In 1998, a group called Farmers for Fairness poured millions into Republican state primaries and in particular targeted then-Rep. Cindy Watson of Duplin County — one of the legislature’s most outspoken critics of the hog industry, according to archives from The News & Observer. The group unleashed a barrage of TV, radio and newspaper ads attacking Watson’s record, though not explicitly calling on voters to vote against her. Watson lost her primary. That year, Democrats won back control of the state House and maintained control of the Senate.
The hog industry debacle sparked a desire to reform election laws, Hall said.
Lawmakers were seeing “in a bipartisan way, that these issue ads were increasingly taking over the election arena and were not being regulated, and they were essentially the same as express advocacy, they just cleverly avoided using certain words” said Hall.
“With the help of legal experts, we crafted, in a bipartisan way, regulations that captured and required disclosure of their financing. It didn’t prohibit them from saying things. They could say stuff, but they had to tell the public where they got the money,” he said.

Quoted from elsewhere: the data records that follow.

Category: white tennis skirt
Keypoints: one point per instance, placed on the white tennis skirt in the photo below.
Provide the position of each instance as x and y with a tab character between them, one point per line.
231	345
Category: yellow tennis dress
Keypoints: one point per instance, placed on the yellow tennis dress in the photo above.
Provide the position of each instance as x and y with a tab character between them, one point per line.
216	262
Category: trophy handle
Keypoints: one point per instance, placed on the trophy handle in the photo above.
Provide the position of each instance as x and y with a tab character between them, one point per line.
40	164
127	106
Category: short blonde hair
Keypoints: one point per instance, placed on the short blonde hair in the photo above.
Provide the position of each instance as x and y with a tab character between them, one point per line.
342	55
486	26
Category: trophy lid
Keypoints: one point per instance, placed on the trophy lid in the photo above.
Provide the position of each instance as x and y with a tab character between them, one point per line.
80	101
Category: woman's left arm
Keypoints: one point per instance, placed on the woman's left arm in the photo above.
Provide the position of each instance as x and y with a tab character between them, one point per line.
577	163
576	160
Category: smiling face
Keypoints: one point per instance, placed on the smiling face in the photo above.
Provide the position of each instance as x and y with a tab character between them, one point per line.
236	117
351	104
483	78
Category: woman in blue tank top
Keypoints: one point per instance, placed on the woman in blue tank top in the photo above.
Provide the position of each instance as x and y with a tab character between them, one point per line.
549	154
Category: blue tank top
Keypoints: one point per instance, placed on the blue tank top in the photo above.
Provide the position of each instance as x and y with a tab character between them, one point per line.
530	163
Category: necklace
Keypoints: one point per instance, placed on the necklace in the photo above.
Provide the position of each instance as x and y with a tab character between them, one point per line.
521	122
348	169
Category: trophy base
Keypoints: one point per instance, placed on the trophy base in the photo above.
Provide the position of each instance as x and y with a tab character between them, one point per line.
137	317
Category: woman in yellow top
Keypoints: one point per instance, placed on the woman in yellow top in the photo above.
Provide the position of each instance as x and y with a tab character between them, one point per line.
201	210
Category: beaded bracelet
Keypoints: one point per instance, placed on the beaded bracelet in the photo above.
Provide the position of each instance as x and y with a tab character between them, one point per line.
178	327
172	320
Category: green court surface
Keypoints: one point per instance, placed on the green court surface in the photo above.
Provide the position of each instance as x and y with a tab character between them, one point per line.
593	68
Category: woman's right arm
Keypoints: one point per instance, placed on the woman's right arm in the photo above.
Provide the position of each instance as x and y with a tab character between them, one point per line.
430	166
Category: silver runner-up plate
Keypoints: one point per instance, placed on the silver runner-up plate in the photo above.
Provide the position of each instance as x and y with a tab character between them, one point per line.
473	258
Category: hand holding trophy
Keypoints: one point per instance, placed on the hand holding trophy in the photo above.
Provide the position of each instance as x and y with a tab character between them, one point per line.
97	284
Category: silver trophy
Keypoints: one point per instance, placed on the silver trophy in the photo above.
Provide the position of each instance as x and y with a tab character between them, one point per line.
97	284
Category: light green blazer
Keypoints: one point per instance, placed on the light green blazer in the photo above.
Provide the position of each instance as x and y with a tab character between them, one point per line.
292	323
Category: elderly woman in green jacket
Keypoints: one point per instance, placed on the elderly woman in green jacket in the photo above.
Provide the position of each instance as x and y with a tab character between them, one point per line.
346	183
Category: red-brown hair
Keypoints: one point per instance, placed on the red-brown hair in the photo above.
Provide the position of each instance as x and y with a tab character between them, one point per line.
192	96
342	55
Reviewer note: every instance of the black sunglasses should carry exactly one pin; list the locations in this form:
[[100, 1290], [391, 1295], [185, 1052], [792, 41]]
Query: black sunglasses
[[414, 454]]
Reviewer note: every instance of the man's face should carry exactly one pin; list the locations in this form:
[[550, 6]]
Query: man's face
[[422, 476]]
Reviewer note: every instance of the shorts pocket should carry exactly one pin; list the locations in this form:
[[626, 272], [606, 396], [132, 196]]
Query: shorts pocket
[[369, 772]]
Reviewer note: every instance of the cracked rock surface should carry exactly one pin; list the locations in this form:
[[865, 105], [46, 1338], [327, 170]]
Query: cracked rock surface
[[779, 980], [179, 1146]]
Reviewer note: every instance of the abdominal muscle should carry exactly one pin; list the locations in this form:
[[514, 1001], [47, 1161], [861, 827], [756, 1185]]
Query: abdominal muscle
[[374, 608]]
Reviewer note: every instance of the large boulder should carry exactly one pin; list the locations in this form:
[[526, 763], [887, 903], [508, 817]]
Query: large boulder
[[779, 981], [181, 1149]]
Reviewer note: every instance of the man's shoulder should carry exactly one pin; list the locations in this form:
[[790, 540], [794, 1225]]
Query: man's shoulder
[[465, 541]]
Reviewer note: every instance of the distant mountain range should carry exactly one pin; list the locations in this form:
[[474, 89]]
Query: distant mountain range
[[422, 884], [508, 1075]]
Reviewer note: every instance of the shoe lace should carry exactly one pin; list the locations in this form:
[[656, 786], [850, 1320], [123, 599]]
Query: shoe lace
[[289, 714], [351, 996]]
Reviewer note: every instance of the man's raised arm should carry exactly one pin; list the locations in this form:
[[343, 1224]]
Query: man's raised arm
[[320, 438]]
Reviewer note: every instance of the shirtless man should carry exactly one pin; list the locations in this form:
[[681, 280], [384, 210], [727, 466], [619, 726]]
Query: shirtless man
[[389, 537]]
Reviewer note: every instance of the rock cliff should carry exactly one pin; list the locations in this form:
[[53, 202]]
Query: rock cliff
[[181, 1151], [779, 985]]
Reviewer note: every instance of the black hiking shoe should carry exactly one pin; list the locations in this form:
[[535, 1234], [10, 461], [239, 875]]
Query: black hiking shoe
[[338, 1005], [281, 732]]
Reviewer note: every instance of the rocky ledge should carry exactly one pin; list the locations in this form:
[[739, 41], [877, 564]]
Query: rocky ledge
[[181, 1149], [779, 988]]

Those new laws regulating electioneering communications were passed in 2004. They required any ads that mentioned candidates within 30 days of a primary or 60 days of a general election, and where spending exceeded $10,000, to disclose their donors and activity.
But that law has been “whittled away and whittled away after 2013,” Hall said.
Berger has served in the Senate for 25 years, repeatedly chosen by Republican colleagues to lead them — first in the minority, then for 15 years in the majority after Republicans took control following the 2010 election.
The 2004 disclosure rules have since been reduced to apply solely to issue ads running within 30 days before the general election in even-numbered years. They no longer apply to ads airing just before primaries.